Aluma-Lopez v. Gonzales
This text of 158 F. App'x 905 (Aluma-Lopez v. Gonzales) is published on Counsel Stack Legal Research, covering Court of Appeals for the Ninth Circuit primary law. Counsel Stack provides free access to over 12 million legal documents including statutes, case law, regulations, and constitutions.
Opinion
MEMORANDUM
Ricardo Aluma-Lopez, a native and citizen of Colombia, petitions for review of the Board of Immigration Appeals’ denial of his application for asylum and withholding of removal. We remand to the BIA.
Aluma’s asylum application was filed after the one-year deadline imposed by 8 U.S.C. § 1158(a)(2)(B). However, it is not [906]*906clear that either the IJ or the BIA made a finding on timeliness, and the government does not press the timeliness issue. Given this, we assume that the BIA decision was based on the merits, which is a reviewable ground. See Lanza v. Ashcroft, 389 F.3d 917, 924 (9th Cir.2004).

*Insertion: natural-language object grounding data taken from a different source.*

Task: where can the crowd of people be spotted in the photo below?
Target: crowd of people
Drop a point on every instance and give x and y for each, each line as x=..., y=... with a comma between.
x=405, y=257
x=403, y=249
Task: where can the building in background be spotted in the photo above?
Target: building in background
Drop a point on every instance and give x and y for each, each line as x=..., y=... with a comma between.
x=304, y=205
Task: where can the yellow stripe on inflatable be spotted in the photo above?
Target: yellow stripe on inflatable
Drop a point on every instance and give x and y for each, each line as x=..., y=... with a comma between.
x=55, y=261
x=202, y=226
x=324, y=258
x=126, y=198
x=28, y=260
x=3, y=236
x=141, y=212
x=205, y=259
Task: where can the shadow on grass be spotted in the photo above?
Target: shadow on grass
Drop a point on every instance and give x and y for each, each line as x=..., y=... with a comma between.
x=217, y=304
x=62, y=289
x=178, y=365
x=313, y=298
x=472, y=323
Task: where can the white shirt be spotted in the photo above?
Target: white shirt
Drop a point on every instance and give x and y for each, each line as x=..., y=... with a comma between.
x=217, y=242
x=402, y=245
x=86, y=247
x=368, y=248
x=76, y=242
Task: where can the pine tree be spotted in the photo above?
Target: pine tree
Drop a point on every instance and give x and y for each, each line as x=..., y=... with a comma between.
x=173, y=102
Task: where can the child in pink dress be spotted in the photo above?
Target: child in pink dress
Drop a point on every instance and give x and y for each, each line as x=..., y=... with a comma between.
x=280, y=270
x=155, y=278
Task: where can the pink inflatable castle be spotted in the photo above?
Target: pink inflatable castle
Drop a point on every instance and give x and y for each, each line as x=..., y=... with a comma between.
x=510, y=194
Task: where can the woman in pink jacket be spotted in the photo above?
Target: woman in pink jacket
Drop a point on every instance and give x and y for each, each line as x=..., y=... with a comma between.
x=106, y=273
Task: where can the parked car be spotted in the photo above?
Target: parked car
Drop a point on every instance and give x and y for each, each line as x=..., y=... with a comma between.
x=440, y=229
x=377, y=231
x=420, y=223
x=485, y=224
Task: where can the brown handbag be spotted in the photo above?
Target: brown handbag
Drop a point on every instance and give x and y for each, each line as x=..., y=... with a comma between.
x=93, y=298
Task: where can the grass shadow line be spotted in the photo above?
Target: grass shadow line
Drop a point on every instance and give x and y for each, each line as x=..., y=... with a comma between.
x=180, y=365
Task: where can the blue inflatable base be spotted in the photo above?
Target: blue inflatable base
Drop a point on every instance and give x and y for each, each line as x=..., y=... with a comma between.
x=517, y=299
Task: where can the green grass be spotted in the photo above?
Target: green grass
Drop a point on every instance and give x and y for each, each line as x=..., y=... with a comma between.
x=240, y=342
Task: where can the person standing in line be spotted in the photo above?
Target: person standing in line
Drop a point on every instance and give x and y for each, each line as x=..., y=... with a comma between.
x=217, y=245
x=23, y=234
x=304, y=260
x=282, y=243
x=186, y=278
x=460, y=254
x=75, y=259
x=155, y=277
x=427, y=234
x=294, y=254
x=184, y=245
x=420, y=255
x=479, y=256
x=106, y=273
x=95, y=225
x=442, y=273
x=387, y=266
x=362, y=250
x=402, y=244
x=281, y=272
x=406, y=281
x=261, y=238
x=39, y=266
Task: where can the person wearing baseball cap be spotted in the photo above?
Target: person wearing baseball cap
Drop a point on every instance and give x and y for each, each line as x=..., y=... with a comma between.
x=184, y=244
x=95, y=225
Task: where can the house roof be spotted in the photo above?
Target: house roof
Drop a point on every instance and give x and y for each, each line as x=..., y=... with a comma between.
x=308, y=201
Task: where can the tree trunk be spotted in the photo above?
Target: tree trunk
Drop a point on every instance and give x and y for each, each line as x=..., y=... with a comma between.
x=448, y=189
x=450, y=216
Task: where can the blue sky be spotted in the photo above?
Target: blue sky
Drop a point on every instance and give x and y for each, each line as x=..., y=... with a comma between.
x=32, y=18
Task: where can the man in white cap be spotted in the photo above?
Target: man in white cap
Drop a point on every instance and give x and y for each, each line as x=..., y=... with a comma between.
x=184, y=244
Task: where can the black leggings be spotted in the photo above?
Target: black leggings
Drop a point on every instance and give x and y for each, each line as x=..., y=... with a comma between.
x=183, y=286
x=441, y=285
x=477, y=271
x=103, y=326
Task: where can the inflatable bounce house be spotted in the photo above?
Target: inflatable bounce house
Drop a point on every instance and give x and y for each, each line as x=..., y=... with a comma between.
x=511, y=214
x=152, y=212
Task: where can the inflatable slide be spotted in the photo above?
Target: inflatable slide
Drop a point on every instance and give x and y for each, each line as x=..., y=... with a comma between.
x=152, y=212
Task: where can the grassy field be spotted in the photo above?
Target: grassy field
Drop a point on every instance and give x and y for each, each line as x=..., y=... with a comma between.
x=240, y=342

Neither the IJ nor the BIA addressed whether Aluma, a drug informant for the United States government against a Colombian drug cartel, would suffer persecution on account of an imputed political opinion. The intersection of the United States’s policy toward Colombian drug dealing and imputed political opinions is an unsettled area of immigration law. Thus, we see benefit in having the BIA address in the first instance whether persecution of an informant in this context is on account of an imputed political opinion for purposes of 8 U.S.C. § 1101(a)(42)(A).
REMANDED.
This disposition is not appropriate for publication and may not be cited to or by the courts of this circuit except as provided by 9th Cir. R. 36-3.